James “Pigeon” Fielder, CSU Instructor in the Department of Political Science, had the honor of speaking at TEDxMileHigh this past November where he discussed the power of games. Games, as he describes, are spaces inside which ritual becomes real to the participants. Games allow you to work together to overcome obstacles that feel real but are risk-free. They allow you the space to take risks and learn from the consequences of your actions. “Perhaps, the first time you practice responding to a crisis should not be during an actual crisis,” Fielder suggests. Games are designed to be fun, but they can also be a matter of life and death.
Fielder—a self-proclaimed “professional gaming nerd” —has designed military, educational, and entertainment games since 1997. He joined CSU as an instructor after retiring from the U.S. Air Force as a Lieutenant Colonel and Associate Professor of Political Science at the U.S. Air Force Academy. He is currently serving as a Marine Corps University Non-Resident Krulak Fellow for the academic years 2021-2023. In addition, he is the Chief Operating Officer of Mobius Worlds Publishing and consults on organizational wargaming, crisis response exercises, and scenario planning.
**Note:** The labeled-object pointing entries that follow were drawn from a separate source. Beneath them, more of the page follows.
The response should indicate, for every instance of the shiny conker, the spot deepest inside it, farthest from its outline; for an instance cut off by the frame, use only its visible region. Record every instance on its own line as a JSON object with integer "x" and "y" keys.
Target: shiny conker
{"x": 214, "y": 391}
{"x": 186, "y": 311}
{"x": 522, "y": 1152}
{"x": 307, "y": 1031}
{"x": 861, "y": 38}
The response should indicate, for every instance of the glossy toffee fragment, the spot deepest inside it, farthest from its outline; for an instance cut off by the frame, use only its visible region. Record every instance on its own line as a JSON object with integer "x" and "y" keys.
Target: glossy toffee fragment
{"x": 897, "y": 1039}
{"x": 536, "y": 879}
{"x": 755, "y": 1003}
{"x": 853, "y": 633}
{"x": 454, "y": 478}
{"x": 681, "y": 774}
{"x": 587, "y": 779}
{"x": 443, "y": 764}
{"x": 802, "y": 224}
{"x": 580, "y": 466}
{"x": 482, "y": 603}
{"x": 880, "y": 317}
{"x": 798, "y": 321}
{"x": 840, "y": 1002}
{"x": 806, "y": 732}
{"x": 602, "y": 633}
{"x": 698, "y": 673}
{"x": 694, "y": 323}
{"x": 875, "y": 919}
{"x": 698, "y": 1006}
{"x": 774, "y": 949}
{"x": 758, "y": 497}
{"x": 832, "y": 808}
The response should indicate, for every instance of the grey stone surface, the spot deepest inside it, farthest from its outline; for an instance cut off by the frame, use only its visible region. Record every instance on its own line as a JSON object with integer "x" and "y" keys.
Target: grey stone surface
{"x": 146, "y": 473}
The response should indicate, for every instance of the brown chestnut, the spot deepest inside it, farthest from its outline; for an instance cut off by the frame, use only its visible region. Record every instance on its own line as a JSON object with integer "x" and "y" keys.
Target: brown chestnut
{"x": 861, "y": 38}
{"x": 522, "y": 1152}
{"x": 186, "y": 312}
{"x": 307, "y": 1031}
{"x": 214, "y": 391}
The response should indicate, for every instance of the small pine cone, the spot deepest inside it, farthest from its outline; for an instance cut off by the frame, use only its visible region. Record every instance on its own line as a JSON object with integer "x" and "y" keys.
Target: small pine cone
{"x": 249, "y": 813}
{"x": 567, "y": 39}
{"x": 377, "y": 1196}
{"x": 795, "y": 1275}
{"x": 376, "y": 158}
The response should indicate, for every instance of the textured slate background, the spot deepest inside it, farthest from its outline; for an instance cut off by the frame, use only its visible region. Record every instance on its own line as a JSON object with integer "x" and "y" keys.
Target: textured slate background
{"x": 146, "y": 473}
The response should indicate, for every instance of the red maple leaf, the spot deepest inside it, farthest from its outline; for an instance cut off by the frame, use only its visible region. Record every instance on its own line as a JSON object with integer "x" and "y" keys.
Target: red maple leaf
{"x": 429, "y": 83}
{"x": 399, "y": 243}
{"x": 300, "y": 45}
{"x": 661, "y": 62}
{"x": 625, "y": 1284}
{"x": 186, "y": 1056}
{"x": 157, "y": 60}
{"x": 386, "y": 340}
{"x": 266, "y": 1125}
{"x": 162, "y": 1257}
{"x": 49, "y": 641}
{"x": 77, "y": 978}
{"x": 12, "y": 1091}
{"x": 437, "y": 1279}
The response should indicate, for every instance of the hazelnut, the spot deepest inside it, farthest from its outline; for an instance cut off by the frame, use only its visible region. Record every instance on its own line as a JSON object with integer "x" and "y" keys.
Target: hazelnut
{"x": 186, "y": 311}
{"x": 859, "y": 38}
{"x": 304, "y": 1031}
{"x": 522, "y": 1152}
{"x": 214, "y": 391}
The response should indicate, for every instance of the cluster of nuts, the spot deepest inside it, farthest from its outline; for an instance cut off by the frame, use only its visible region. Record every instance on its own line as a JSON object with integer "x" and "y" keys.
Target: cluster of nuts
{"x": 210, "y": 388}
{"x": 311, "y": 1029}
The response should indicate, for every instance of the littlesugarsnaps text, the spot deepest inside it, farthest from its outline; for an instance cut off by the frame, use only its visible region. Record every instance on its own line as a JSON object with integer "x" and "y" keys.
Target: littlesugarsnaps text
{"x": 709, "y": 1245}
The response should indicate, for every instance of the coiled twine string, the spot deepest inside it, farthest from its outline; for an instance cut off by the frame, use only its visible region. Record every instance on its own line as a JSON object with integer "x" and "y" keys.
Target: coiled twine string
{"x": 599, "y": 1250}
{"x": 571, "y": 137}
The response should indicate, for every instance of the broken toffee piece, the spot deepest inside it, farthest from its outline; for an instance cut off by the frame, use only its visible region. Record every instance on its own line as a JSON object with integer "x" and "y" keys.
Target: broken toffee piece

For most of his 25 years in the Army and Air Force, he designed games from small team exercises all the way up to base-wide events with thousands of participants playing out real-world scenarios. Now, he researches player behavior inside of game worlds, runs game experiments, and teaches students using games to engage them with course concepts.
In what he considers the proudest moment of his entire military career, Fielder was able to use a game to save lives. While serving in Afghanistan in 2014—during a year of a highly contested Afghan presidential election—he was instructed to forecast the results of the upcoming election as well as devise a plan to prevent any casualties as a result of the election.
Using real world voting behavior data from Afghanistan, his team developed their election forecasts. They then built a literal board game out of the map of Kabul, including characters such as cultural groups, NATO forces, Afghan security, and the Taliban. They embodied themselves inside the minds of the characters, and asked Afghan forces they worked alongside for input in their role-playing scenarios.
The strategy of the game—figuring out who might get hurt, who might attack, where the Taliban might show up, and where civilians would go if violence broke out. They ran the game over multiple iterations and kept coming back to the same security conclusions. Fielder shared his election security recommendations with the Colonel, and it turned out his forecast on the election results was correct. As a result of his game, no NATO troops, Afghan security members, or Afghan civilians in Kabul were injured or killed in electoral violence.
Corporations and non-profits are turning to Fielder for help in scoping and shaping games for crisis response exercises and scenario planning. He acknowledges that while games are fantasy, you can learn a lot about yourself and your team. “With games you build trust, diverse teams, you learn how to fail before you learn how to win, and you unleash courage and creativity you never thought possible,” he says. So, when the next crisis comes – whether it’s a major winter storm, data breach, another pandemic—Fielder believes games are the answer to preparing us. “Having played together before, you have gained personal and team confidence, knowing how to react when issues arise,” he says.